There’s not a lot of help here for the foundering critic confronted by a disc such as this. We know that pianist Seta Karakashian recorded an LP called Rarely Performed Piano Works, which was re-released by Roméo on CD [7227]. I’m not sure if this was followed by a second LP volume or whether this release, identified as Volume 2, is a new beginning, on CD. There are no recording dates, and no recording locations, though there is a mastering engineer noted. What’s also noted in the skimpy booklet is the fact that she performed William Grant Still’s Seven Traceries at a festival devoted to the composer in 2008. Make of that what you will, because Roméo is not going to help.
This is frustrating but shouldn’t be an insuperable problem. In fact it shouldn’t be a bar at all. Unfortunately what is an insuperable problem is the recorded sound - which is too close, harsh, splintery and unsympathetic. It robs the Grant Still of much of its atmospherics. The pedal action noise also doesn’t help, especially when Grant Still gets most Debussian. These seven character pieces are not all equally distinctive but they have their moments. The third is a ripe scherzo-like affair - very brief - and Out of the Silence fuses the most impressionistic moments with rich late-Romantic ones too. The only solution I could begin to find with the problematic recording was to reverse the normal practice when playing 78s - thus I turned up the bass and cut the treble right back, though it’s hardly ideal. In any case I would recommend the more extensive and far better recorded performances by Denver Oldham on Koch [37084-2].

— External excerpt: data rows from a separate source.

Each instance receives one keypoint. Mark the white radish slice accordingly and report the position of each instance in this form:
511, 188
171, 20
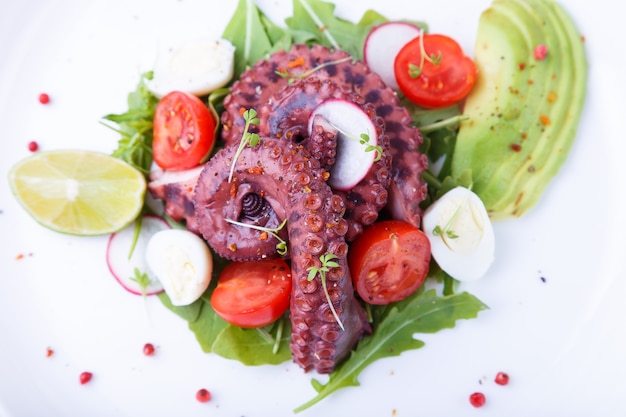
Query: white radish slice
182, 262
119, 248
352, 162
195, 67
460, 233
383, 44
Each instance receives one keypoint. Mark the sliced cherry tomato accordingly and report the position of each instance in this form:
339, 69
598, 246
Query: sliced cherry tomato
443, 77
184, 131
252, 294
389, 261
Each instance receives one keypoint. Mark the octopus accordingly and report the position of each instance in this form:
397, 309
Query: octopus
283, 181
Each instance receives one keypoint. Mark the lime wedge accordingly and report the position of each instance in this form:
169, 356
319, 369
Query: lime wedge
78, 192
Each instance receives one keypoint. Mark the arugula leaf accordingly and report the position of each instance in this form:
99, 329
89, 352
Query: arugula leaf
422, 313
189, 312
247, 32
207, 326
135, 127
250, 347
318, 18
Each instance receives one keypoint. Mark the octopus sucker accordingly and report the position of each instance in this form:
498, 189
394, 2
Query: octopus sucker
288, 195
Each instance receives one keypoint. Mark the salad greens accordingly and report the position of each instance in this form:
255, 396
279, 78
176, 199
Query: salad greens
135, 127
394, 325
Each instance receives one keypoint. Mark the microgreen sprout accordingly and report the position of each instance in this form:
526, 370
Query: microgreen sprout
446, 231
281, 246
363, 139
247, 138
327, 263
416, 70
292, 77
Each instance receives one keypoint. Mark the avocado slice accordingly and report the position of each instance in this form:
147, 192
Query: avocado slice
523, 113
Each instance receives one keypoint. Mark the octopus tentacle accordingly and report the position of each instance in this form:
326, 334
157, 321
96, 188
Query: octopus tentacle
286, 115
295, 186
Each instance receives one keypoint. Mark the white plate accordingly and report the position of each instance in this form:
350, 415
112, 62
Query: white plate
562, 341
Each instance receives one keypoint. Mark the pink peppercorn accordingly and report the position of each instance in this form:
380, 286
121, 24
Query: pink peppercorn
44, 98
477, 399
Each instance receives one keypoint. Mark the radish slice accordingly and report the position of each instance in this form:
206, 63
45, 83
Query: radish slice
383, 44
122, 267
353, 161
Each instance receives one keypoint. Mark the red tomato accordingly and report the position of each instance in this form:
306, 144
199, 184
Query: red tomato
253, 294
184, 131
389, 261
444, 77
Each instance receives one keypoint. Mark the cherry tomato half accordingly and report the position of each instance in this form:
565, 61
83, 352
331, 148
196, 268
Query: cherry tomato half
184, 131
252, 294
389, 261
444, 77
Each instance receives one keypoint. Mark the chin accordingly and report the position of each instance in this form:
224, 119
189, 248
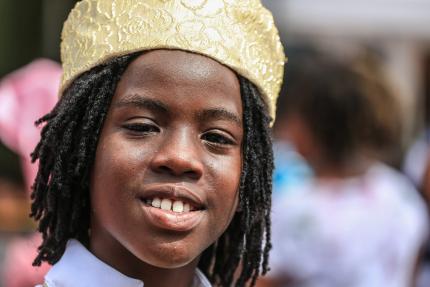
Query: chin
169, 257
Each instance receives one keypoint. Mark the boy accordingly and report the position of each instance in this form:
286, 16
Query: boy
155, 166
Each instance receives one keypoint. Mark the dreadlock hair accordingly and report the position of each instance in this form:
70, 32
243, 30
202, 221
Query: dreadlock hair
66, 152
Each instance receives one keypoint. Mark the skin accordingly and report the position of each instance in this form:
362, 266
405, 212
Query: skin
175, 119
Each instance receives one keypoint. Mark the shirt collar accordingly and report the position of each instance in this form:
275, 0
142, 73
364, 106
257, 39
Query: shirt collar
80, 268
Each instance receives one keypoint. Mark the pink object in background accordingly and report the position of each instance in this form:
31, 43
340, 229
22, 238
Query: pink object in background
18, 271
26, 95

Strauss’s early Op.5 Piano Sonata is hardly commonplace on disc, though it was famously advocated by that arch Straussian, Glenn Gould. Unfortunately Karakashian’s performance lacks youthful brio and drama. Its contours are reasonable, but the detail is missing and the recording is once more against her. The slow movement sounds very brittle, and is no match for the chordally suggestive romanticism cultivated by Gould. Gould was not unimpeachable here, however, so if you want a more central recommendation go for Stefan Vladar, again on Koch. The two Bizet pieces - arranged by whom? Is the Menuetto the Rachmaninov arrangement? - are augmented by two Caucasian Sketches by Alexander Spendiarian (1871-1928), redolent of Tartar folklore, quite enticing, and once more subject to recording problems including studio noise, and strange acoustic popping, in the second.
For all that there’s some interesting repertoire here, I’m afraid that this is a non-starter.